Alcock on pp. 631-632 addresses some of this and apologizes for his statement that the Schmidt work was unsupervised. He stated, "although Schmidt has been pretty consistent in using radioactive decay (or sometimes electronic noise) as the ultimate source of randomness, the apparatus used to "capture" this randomness has varied considerably, leading me to reiterate that the REG, which is more than just radioactive decay, has varied from experiment to experiment. Not only is a given generator not explored in a consistent way, but the series of experiments themselves do not build upon one another. Furthermore, in many of these studies, there are clear methodological shortcomings apart from concerns about randomness. For example, Schmidt has often served as his own subject, and in one case was really the only subject. In many of the studies, there are varying numbers of trials or sessions per subject, and these are usually combined. Schmidt has generally worked in isolation from others, and his raw data, with little exception, have not been available for scrutiny." He wrote on p. 632: "In his commentary, Schmidt describes all sorts of correlations and so on regarding the control runs of his generator. This does not tell us that at the time the subject was responding there was no bias. Would it not be considerably easier just to listen to critics like Hyman and Hansel (see my target article), and now Gilmore and Dawes, and do the studies in a way that eliminates this bias?"

Parker & Brusewitz, in their 2003 "Compendium of Evidence for Psi", stated: "Hansel and later James Alcock in a more specific form proposed that Schmidt’s results might have been due to his participants capitalizing on local biases in the target sequences. A study by John Palmer analyzed these sequences and rejected this hypothesis:

Palmer, J. (1996) Evaluation of a conventional interpretation of Helmut Schmidt’s automated precognitive experiments. Journal of Parapsychology, 60, 149-170. [this is in the precognition section - Palmer later tested another one of Alcock's hypotheses in a way more critical of Schmidt, but that still ended up rejecting Alcock's views]

The other main criticism that Hansel (1980) made concerning that Schmidt worked alone, was answered by Schmidt (1993, below) in which his highly successful results were independently observed and replicated.

Schmidt, H. (1993) Observation of a psychokinetic effect under highly controlled conditions. Journal of Parapsychology, 57, 357-372. [this summarized 5 such replications]

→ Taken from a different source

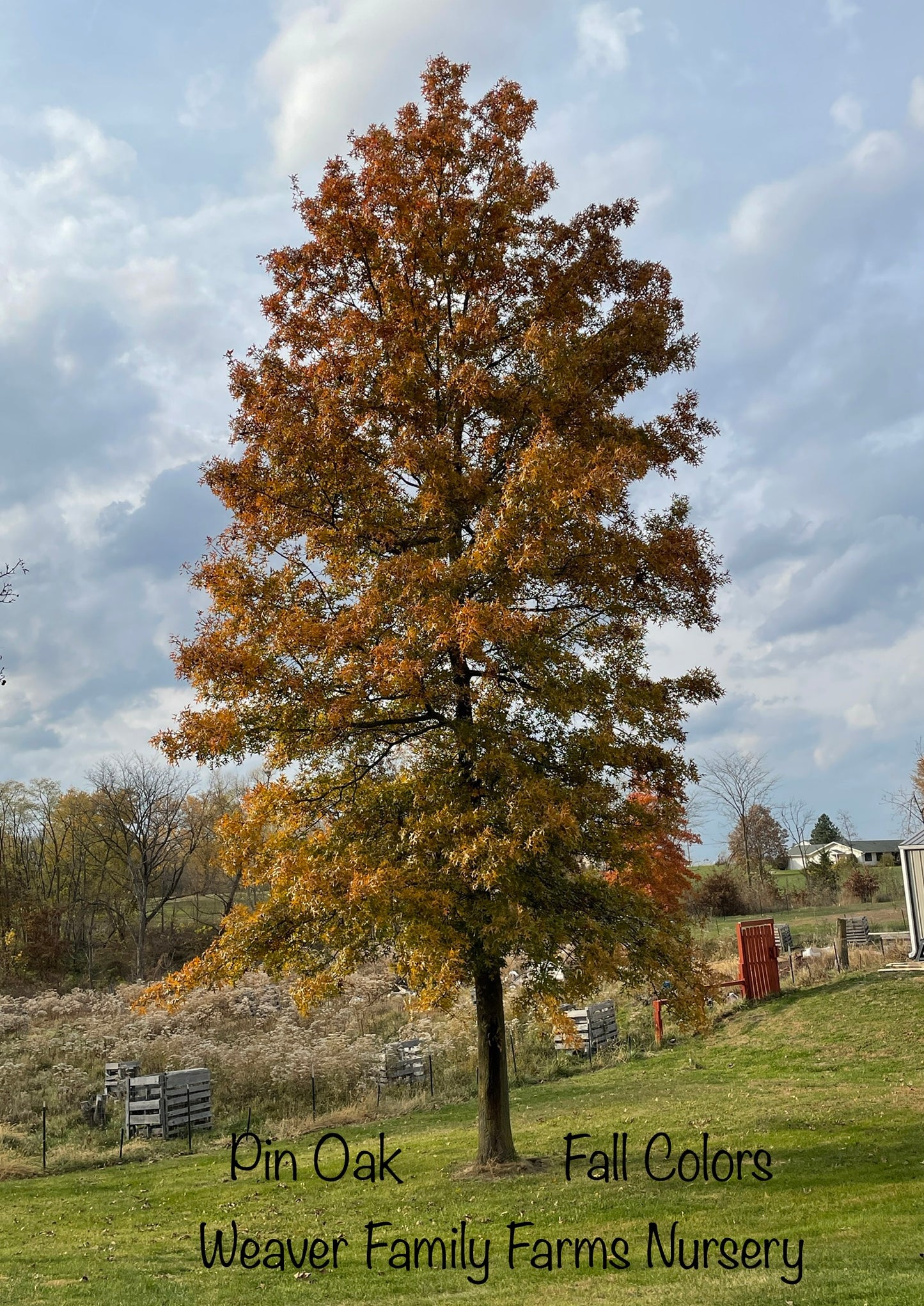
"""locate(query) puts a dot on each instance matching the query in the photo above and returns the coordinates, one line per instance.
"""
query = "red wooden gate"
(757, 968)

As for the Hyman and Hansel criticisms of the Schmidt experiments, they are dealt with by Palmer & Rao in their lede essay to the 1987 Brain & Mind Sciences debate entitled "The Anomaly Called Psi: Recent Research and Criticism", on pp. 543-544.

Mishlove noted, when discussing the experiments of the Princeton Engineering Anomalies Research laboratory, in the chapter of his book Roots of Consciousness regarding PK, "The Princeton team has gone to great lengths to try to ensure that their equipment is unbiased. Internal circuits are continually monitored with regard to internal temperature, input voltage, etc. Successive switching of the relationship between the sign of the noise and the sign of the output pulse on a trial-to-trial basis was done to provide a further safeguard against machine bias. Results were automatically recorded and analyzed. Extensive tests of the machine's output and its individual components were also carried out at times separate from the test sessions. The provision of baseline trials interspersed with test trials provided a randomization check which overcame some of the weaknesses of Schmidt's procedure.

Psi researcher John Palmer has drawn attention to the fact that there is no documentation regarding measures to prevent data tampering by subjects. This is of concern since the subject was left alone in the room during the formal sessions along with the REG.

In evaluating these studies, skeptic James Alcock claimed that only one subject (Operator 10) accounted for virtually all the significance departures from chance in the Princeton studies. Noting that details regarding precautions against subject cheating were not specified, Alcock stated:

"I am not trying to suggest that this subject cheated; I am only pointing out that it would appear that such a possibility is not ruled out. Had the subject been monitored at all times, such a worry could have been avoided or at least reduced."

The Princeton team has chosen a policy of keeping the identity of all experimental subjects anonymous -- among other reasons, in order to eliminate motivation for subjects to cheat. However, the fact that Subject 10 contributed considerably more to the database than any other subject, suggests that this individual was either a member of the experimental team or someone who had become a close friend of the experimenters. As such, Subject 10 might well have had access to information which would make it possible to tamper with the data recording system.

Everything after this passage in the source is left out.